La metamorfosis
Una mañana, tras un sueño intranquilo, la cucaracha se despertó convertida en un monstruoso consejero.
A pesar del calor en el exterior, se sorprendió al mirarse y ver que había perdido sus numerosas patas y su color negruzco y estaba vestido de la cabeza a los pies.
Estaba echado de espaldas sobre un costoso traje y llevaba una chaqueta sobre la camisa de manga larga y notaba algo que le apretaba el cuello, una corbata también azul.
El color corporativo, recordó.
—¿Qué me ha ocurrido?
No estaba soñando.
Su despacho tenía el aspecto habitual.
Sobre la mesa había desparramado un muestrario de informes sin abrir –recordó que ahora era consejero de algo– y de la pared colgaba una foto gigante de su lideresa.

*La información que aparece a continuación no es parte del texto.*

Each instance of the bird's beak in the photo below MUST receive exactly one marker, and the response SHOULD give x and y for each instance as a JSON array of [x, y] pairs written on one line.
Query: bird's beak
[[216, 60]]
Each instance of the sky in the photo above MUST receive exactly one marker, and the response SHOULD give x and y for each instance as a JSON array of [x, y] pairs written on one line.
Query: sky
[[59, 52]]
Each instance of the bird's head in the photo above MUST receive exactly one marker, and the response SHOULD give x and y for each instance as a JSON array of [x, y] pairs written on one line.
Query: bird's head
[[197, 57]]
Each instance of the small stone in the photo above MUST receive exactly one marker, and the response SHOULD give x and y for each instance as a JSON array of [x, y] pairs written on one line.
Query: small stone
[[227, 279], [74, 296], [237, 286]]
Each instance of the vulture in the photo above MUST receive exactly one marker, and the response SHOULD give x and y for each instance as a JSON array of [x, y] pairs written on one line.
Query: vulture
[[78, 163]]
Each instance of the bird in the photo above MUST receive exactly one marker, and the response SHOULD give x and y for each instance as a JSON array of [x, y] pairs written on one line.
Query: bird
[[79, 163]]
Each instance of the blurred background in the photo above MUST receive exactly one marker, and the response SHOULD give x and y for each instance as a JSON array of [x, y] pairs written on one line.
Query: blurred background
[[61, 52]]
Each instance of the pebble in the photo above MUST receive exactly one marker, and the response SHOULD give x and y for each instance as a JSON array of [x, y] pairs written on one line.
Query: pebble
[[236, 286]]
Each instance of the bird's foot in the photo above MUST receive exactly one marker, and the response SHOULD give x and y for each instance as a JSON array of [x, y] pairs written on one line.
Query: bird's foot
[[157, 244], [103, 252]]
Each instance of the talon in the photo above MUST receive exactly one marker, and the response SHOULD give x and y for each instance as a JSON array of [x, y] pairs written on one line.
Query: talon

Miró hacia la ventana; hacía mucho calor, sobre la ventana de doble cristal aislante aún se podía sentir que afuera el sol estaba convirtiendo ya la ciudad en un infierno, a pesar de ser aún junio. Lo que le hizo sentir una gran melancolía, otra vez llegaba el verano y por fin podría irse de merecidas vacaciones.
Le dio un súbito sudor al ver en su teléfono móvil que la temperatura era de más de 35 grados y ponía en la pantalla un mensaje de “alerta por altas temperaturas”.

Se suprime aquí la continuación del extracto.